Margins, M&A priorities, and the data center opportunity
McCann discussed margin ambitions and how acquisitions affect reported results. He said Limbach has completed six deals since December 2021 and that, if those acquisitions were removed, the company’s margin would be about 28.2%. He said the company’s goal is to lift that legacy margin from roughly 28% toward 35% and eventually 40%, while noting that geographic expansion through acquisitions initially comes in at lower margins and requires improvement over time.
He attributed margin opportunity to providing “customer solutions that cannot be commoditized,” including engineered solutions, national-level design-build offerings, and “margin layering” when Limbach can both mark up an overall project and self-perform installation. He also cited an acquisition in North Carolina that provides specialized air handling equipment for “dirty air-type” environments, describing it as a model where the business can generate margin both on projects and components.
On acquisitions, McCann said targets should align with Limbach’s strategy of combining national reach with local relationships and becoming an “indispensable partner” to building owners. He outlined priorities that include expanding into additional metropolitan areas where Limbach does not yet have coverage, particularly building on its footprint in the Southeast and Midwest, and adding professional services that can accelerate penetration in vertical markets. He said the company is interested in capabilities such as commissioning and on-site engineering and is not focused on acquiring firms primarily to produce drawings, but rather teams with senior-level customer relationships.
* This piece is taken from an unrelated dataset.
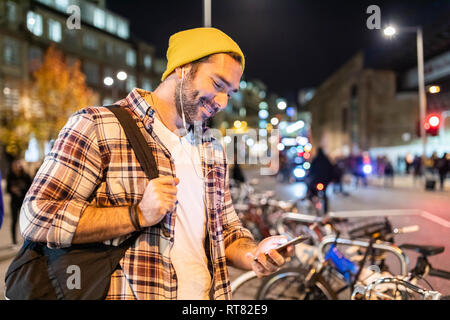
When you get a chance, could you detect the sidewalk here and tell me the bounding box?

McCann also addressed data centers, saying Limbach has worked in and around the space for roughly 10 years in the Columbus market across new builds, infrastructure, service and maintenance, and retrofit work. He said the company has been cautious about expanding beyond Columbus, but noted that customer demand increased toward the end of last year due to the volume of spending and a shortage of labor in the sector. He said Limbach is building a vertical market team to pursue opportunities beyond its local base. McCann stated that data centers represent less than 5% of current revenue, and said the company would not be building the team without seeing significant opportunity.
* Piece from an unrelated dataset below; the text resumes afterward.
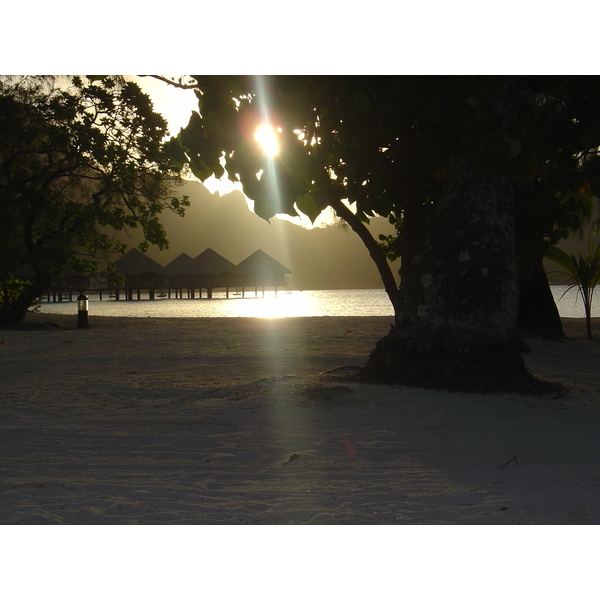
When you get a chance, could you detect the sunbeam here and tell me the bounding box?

Finally, McCann addressed investor questions about how the owner-direct model is portrayed. He said the company is building a long-term strategy that may not always match short-term expectations and offered additional metrics, including that average owner-direct project size is about $240,000 compared with $2.7 million for GCR projects. He also said 27% of owner-direct revenue in 2025 was “quick burning,” which he noted some investors classify as recurring.
In discussing integration of a larger acquisition, Pioneer Power, McCann said the company’s approach begins with completing “phase one” integration work—systems, benefits, and accounting—followed by a “value creation” phase focused on raising margins through steps such as customer focus, contract renegotiation, and sales investment. He referenced a prior acquisition from December 2021 where margins improved from 13.4% to above 28% as an example of the company’s playbook.
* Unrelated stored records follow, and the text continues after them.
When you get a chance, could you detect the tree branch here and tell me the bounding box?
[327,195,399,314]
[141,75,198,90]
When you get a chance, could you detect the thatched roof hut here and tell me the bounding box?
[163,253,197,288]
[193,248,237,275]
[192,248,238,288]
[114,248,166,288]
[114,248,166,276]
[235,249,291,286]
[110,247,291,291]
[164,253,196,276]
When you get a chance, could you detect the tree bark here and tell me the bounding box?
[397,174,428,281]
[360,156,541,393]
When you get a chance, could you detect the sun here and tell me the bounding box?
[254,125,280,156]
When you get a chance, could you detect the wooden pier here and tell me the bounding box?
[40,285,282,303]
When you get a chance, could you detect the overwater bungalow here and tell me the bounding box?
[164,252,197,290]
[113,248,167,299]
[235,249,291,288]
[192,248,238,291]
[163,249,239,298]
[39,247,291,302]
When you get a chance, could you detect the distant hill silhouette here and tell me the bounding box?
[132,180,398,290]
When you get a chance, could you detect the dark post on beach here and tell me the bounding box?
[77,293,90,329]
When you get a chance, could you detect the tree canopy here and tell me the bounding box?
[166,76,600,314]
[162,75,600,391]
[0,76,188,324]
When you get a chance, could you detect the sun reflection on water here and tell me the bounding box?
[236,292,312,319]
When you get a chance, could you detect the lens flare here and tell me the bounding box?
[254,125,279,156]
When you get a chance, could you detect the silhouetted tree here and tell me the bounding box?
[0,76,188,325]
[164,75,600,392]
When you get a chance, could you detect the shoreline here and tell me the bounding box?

About Limbach (NASDAQ:LMB)
Limbach Holdings, Inc (NASDAQ: LMB) is a U.S.-based mechanical construction firm specializing in the design, installation and maintenance of heating, ventilation and air conditioning (HVAC) systems, piping, plumbing and sheet metal fabrication. The company delivers comprehensive mechanical solutions to commercial, institutional, health care, education, government and industrial clients, drawing on its in-house engineering, prefabrication and construction management capabilities.
The company’s service offerings encompass full-scope mechanical construction, including energy system design, direct digital controls and building automation, retrofits, testing and balancing, preventive maintenance programs and emergency response services.